А когда мы вдоволь наговорились об этом, я в свою очередь стал расспрашивать их о здешних делах: о философии — в каком она сейчас состоянии, и о молодежи — есть ли среди них кто-либо, выдающийся своим разумом, красотой или тем и другим вместе. В это мгновение Критий, оглянувшись на дверь и увидев нескольких входящих юношей, шумно споривших между {154} собою, и следующую за ними толпу людей, сказал:

— Что касается красивых, Сократ, ты тотчас же, кажется мне, это узнаешь: ведь входящие сейчас сюда как раз и являются поклонниками и глашатаями того, кто ныне слывет самым красивым; мне представляется, что он и сам вот-вот подойдет.

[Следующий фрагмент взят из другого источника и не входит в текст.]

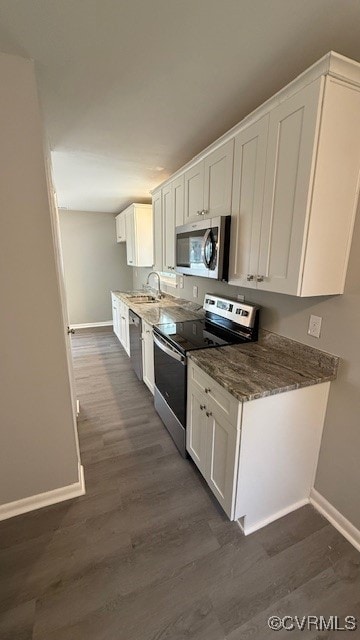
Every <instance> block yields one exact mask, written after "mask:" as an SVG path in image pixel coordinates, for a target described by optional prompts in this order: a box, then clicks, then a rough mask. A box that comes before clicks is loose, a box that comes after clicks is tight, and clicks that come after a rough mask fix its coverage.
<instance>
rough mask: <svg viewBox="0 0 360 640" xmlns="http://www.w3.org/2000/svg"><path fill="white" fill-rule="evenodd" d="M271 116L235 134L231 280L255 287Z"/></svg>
mask: <svg viewBox="0 0 360 640" xmlns="http://www.w3.org/2000/svg"><path fill="white" fill-rule="evenodd" d="M268 128H269V116H268V115H266V116H264V117H263V118H261V120H259V121H258V122H255V123H254V124H252V125H250V126H248V127H246V128H245V129H243V130H242V131H241V132H240V133H238V135H237V136H236V138H235V152H234V182H233V197H232V215H231V251H230V262H229V283H230V284H234V285H237V286H247V287H251V286H253V287H256V275H255V274H257V273H258V263H259V247H260V231H261V218H262V211H263V197H264V182H265V168H266V149H267V138H268Z"/></svg>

— А кто это и чей он сын? — спросил я.

— Ты его, в общем-то, знаешь, — отвечал он, — но до твоего отъезда он был еще недостаточно взрослым: {B} это Хармид, сын Главкона [5], моего дяди, и мой двоюродный брат.

— Да, я его знаю, клянусь Зевсом, — сказал я. — Он был недурен и тогда еще, маленьким мальчиком, теперь же, думаю, он уже совсем повзрослел и стал юношей.

— Вот сейчас ты увидишь, — сказал Критий, — и насколько он вырос и каков он собою.

И при этих его словах вошел сам Хармид.

Я-то, мой друг, здесь совсем не судья: в вопросах красоты я совершенный неуч, почти все юноши в поре возмужалости кажутся мне красивыми. И все же он мне представился тогда на диво прекрасным и статным, и показалось, что все остальные в него влюблены — так {C} они были поражены и взволнованы в момент его появления; многие же другие поклонники следовали за ним. Со стороны нас, мужчин, это было менее удивительно, но я наблюдал и за мальчиками, и никто из них, даже из самых младших, не смотрел более никуда, но все созерцали его, словно некое изваяние.

Тогда Херефонт, обратившись ко мне, сказал: {D}

— Как нравится тебе юноша, мой Сократ? Разве лицо его не прекрасно?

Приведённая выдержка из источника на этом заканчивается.